Note: Most are harmless to humans. Nearly all the females have stingers, but the stingers are often too small to penetrate human skin.






Leaf Cutter Bees


These bees have triangular or heart-shaped abdomens. Their pollen is carried on the underside. They are slow fliers with thick heads that hold muscles required for leaf cutting. They use the leaf material to partition their nests between eggs; most will nest in holes in wood.


* An efficient pollinator for summer gardens and flowers. Because they are most active in warm summer months, they are great pollinators for squash, melons, cucumbers, peas and other summer vegetables and fruits.



Sweat Bees

This is a group of medium to small elongate bees so named because of a tendency to alight on the skin and lap up sweat for moisture and salt. They are dark bees with pale hair bands at the ends of the abdominal segments giving a striped appearance. They typically carry pollen on their hind legs, but sometimes carry it on the underside of their abdomen. They nest in soil in annual colonies.​​​​​


*Great pollinators for stone fruits, pomme fruits, alfalfa and sunflowers.





Long Horned Bees

Medium to large body bees, this group gets their names from the long antennae of the males. Females of this species do not have long antennae. Both the males and the female of this species have hairy legs, but only the females have branched hairs for carrying pollen.
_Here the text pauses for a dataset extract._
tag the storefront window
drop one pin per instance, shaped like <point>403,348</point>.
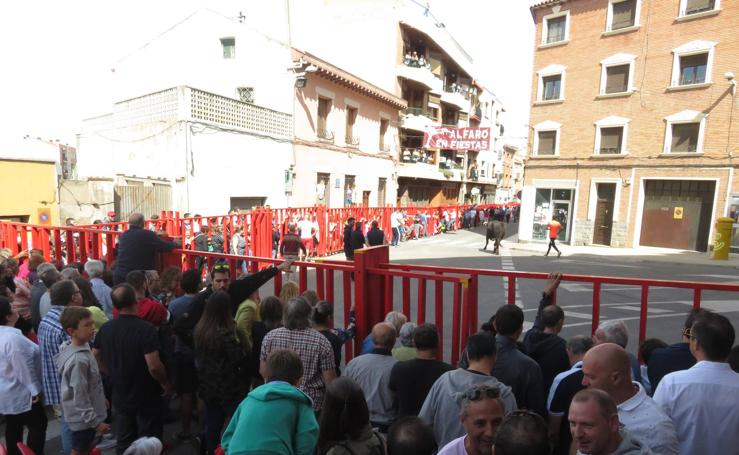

*These solitary tend to emerge in the mornings and early afternoons during July and August. They're key pollinators of melons and squash and sunflower





Yellow-Faced Bumble

Bumble bees move relatively slowly among flowers and are easy to recognize by their hairy chunky forms and yellow bands on their backs and abdomens. This hard-working species is one of the most common and easy to identify from its bright yellow facial hair. Female bumble bees’ hind legs widen to form pollen baskets often filled with bright colored, moistened pollen pellets.


*This bumblebee is largely a summer bee with most of the hive living from April to September and is the most common bumblebee of California. Bumble bees have a wicked sting, and they can sting repeatedly.